Computational overhead: Although it uses sparse routing and a frozen backbone, the additional computation from four expert branches, the router, and Mask Repaint is not explicitly quantified.
Dependency on FLUX.1: The framework's generalizability is limited by the DiT backbone; its applicability to other backbones (e.g., SD3, SDXL) remains unverified.
MagicBrush DINO metric: Slightly lower than OmniGen2 on specific benchmarks.

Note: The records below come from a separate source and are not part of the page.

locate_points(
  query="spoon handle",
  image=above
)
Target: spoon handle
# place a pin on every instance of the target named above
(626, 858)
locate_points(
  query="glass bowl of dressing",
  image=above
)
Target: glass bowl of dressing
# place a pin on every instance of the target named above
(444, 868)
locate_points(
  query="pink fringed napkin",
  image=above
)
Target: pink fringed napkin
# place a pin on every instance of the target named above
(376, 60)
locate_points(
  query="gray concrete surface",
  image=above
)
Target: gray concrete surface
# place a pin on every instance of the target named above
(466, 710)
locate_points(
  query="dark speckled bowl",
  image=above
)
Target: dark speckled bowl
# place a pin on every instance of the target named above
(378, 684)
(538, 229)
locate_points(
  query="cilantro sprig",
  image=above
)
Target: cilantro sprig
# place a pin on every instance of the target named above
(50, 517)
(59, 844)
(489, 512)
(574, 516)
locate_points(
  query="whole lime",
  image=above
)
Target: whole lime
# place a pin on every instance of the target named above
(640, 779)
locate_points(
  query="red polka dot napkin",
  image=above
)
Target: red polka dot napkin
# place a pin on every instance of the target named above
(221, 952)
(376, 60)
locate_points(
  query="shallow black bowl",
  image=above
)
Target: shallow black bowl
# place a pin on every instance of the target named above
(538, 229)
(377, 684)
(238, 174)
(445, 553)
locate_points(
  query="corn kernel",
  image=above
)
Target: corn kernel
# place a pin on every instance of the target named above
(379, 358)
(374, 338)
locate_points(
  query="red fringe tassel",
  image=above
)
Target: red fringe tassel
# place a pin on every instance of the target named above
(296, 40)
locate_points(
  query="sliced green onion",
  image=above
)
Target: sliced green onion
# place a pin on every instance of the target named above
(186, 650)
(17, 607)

vs. OmniGen2/ACE++: Unified editor baselines use fixed shared backbones. CARE-Edit surpasses them on most metrics via condition-aware dynamic computation allocation.
vs. ControlNet/OmniControl: These fuse signals through static concatenation. CARE-Edit's top-K routing enables token-level condition selection and suppression of conflicting modalities.
vs. EC-DiT: While both use diffusion MoE, EC-DiT uses homogeneous experts for general generation. CARE-Edit introduces heterogeneous experts specialized by modality to resolve multi-condition editing conflicts.
vs. DreamBooth/BLIP-Diffusion: Subject-driven methods rely on embedding learning or adapters, often leading to overfitting. CARE-Edit treats reference guidance as a specialized expert capability.

Rating¶

Novelty: ⭐⭐⭐⭐ — Introducing heterogeneous MoE to solve multi-condition conflicts in image editing is a novel entry point.
Experimental Thoroughness: ⭐⭐⭐⭐ — Covers instruction-based and subject-driven scenarios with complete ablations, though computational cost quantification is missing.
Writing Quality: ⭐⭐⭐⭐ — Clear problem definition with strong interpretability through expert activation analysis.
Value: ⭐⭐⭐⭐ — Provides an effective solution for condition conflicts in unified editors with high practical utility.